Als die Staatsmacht gegenüber friedlichen Demonstranten kapitulierte

Bewegende Tage im Oktober 1989

Aus den Erinnerungen eines Demonstranten, Fotografen und friedlichen Revolutionärs.
Wenn ich mir die Bilder betrachte kommen unweigerlich die Erinnerungen. Ich tauche ein, in eine längst vergangene Zeit. Ein Film, der abläuft, eine andere Wirklichkeit …
Wie aus dem Nebel tauchen Szenen und Gestalten auf. Der 7. Oktober 1989, Tag der Republik, und der letzte Feiertag, den dieses Land beging. 40 Jahre hatte es existiert und sollte nun bald Geschichte sein. Wir wussten noch nichts davon, wir die Bürger, die es letztlich in der Hand hatten, wir, die auf die Straße gingen und den Untergang der DDR herbeiführen sollten.
Nicht, weil wir dieses Land hassten oder weil wir hier weg wollten, wie vielleicht einige unserer Mitbürger. Deren Absichten und Gründe waren mit Sicherheit triftige. Wer verlässt schon gern seine Heimat?

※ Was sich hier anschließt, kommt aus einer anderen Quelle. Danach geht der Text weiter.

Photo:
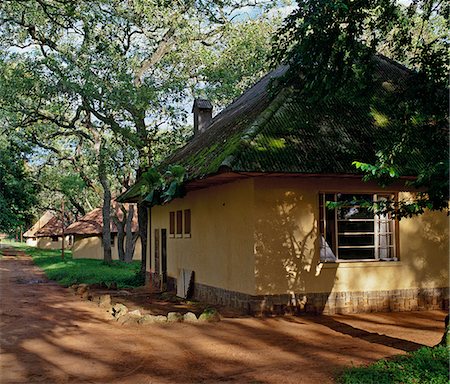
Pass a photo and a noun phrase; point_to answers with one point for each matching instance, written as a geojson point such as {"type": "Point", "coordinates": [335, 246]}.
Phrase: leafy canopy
{"type": "Point", "coordinates": [331, 45]}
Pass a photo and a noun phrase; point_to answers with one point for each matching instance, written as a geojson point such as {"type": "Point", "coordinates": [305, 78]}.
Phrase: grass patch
{"type": "Point", "coordinates": [424, 366]}
{"type": "Point", "coordinates": [88, 271]}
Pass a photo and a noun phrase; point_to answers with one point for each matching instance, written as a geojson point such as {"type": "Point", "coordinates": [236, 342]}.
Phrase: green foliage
{"type": "Point", "coordinates": [18, 190]}
{"type": "Point", "coordinates": [425, 366]}
{"type": "Point", "coordinates": [88, 271]}
{"type": "Point", "coordinates": [331, 47]}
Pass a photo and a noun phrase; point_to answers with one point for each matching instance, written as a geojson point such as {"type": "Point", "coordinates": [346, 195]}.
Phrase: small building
{"type": "Point", "coordinates": [87, 236]}
{"type": "Point", "coordinates": [50, 236]}
{"type": "Point", "coordinates": [30, 235]}
{"type": "Point", "coordinates": [253, 232]}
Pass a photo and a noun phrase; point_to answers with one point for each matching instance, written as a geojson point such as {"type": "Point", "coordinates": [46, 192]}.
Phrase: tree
{"type": "Point", "coordinates": [330, 46]}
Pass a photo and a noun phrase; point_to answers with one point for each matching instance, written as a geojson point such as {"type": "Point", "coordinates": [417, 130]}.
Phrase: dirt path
{"type": "Point", "coordinates": [50, 336]}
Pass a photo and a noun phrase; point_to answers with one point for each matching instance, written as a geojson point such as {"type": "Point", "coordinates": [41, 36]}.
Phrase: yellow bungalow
{"type": "Point", "coordinates": [253, 232]}
{"type": "Point", "coordinates": [87, 237]}
{"type": "Point", "coordinates": [50, 235]}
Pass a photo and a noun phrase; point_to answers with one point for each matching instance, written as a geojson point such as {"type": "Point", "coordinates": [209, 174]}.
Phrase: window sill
{"type": "Point", "coordinates": [360, 263]}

Wir, und das war mit Sicherheit der überwiegende Teil der Menschen unseres Landes, wir wollten hier bleiben und etwas verändern.

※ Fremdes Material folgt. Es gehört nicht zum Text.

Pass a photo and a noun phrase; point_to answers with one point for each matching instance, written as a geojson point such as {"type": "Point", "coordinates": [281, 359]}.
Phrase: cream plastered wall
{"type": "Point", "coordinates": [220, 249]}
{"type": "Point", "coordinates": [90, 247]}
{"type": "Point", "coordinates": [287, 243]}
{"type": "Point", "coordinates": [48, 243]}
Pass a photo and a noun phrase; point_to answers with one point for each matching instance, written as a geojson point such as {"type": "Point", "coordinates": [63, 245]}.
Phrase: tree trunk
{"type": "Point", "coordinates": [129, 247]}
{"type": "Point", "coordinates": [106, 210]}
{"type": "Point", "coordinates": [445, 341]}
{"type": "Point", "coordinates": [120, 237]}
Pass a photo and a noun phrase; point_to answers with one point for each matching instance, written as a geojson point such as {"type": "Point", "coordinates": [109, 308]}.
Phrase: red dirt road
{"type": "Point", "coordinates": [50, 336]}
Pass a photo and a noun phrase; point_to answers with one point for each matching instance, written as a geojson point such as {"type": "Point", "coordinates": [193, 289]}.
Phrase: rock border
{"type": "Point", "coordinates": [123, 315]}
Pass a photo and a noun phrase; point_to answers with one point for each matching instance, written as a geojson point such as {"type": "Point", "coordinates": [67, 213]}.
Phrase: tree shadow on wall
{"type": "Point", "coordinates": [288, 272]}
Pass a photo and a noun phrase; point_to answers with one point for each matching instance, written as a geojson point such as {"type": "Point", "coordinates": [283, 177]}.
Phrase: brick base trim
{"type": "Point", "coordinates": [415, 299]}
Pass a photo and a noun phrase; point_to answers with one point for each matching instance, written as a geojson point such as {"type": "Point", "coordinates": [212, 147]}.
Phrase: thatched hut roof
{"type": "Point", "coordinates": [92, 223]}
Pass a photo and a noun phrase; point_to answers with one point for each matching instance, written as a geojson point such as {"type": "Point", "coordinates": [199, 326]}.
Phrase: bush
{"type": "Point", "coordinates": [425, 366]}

Der 7. Oktober war normalerweise ein Volksfest. In den Abendstunden dieses Samstags kam es in Berlin, Leipzig, Magdeburg und anderen Städten des Landes zu Protesten. Dutzende Demonstranten wurden von den Sicherheitskräften zugeführt, wie es im Amtsdeutsch hieß und auf Fahrzeuge der Bereitschaftspolizei verladen. Wie man später erfuhr, mussten viele von ihnen teilweise unwürdige Behandlung über sich ergehen lassen. Denn man wollte nicht zulassen, dass die Feierlichkeiten anläßlich des 40. Republikgeburtstages gestört werden, zumal hohe Staatsgäste befreundeter Staaten anwesend waren.
Anders als erwartet bekamen die DDR-Oberen von Michael Gorbatschow, Generalsekretär der KPdSU, nicht die gewünschte Rückendeckung. Vielmehr verwies dieser auf die Fehler der DDR, die es verschlafen habe, zu handeln und nötige Reformen durchzuführen. Der sinngemäß überlieferte Satz „Wer zu spät kommt, den bestraft das Leben“ machte vielen Mut.

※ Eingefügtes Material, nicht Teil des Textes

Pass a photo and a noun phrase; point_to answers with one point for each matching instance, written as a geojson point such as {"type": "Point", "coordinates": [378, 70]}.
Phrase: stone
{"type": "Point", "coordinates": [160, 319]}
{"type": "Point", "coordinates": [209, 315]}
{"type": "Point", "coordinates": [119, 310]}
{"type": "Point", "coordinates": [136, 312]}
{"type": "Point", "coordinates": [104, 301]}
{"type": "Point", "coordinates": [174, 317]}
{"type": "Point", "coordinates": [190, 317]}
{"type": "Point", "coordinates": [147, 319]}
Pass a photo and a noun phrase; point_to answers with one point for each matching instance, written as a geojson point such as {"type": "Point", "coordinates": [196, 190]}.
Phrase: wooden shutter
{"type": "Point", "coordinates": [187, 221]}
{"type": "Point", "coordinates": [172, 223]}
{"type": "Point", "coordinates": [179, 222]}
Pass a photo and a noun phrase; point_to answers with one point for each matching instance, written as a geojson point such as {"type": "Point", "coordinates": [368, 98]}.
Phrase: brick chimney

Der 9. Oktober 1989. Montag. In Leipzig zogen etwa 70.000 Menschen über den Innenstadtring, friedlich und von den Sicherheitskräften unbehelligt. Die größte Protestkundgebung in der Geschichte der DDR.

Magdeburg.
Wir jungen Leute trafen uns wie immer in den Kirchenräumen in der Albert-Vater-Straße. Wir spürten, dass diesmal etwas in der Luft lag. Es wurde von Verhaftungen am 7. Oktober gesprochen und dass es diesen Montag möglicherweise zu ähnlichem kommen könnte. Nicht provozieren lassen, keine Gewalt. Das war, wie an den anderen Demo-Montagen auch, die Losung. Ein Gerücht machte die Runde. Auf dem Schleinufer sollten bereits Einheiten der bewaffneten Organe, Kampfgruppen, Bereitschaftspolizei u.ä. aufgezogen sein und sich in Bereitschaft befinden. Es wurde von gepanzerten Fahrzeugen gesprochen. Es wäre gelogen, nicht zuzugeben, dass uns an diesem Abend die Angst begleitete.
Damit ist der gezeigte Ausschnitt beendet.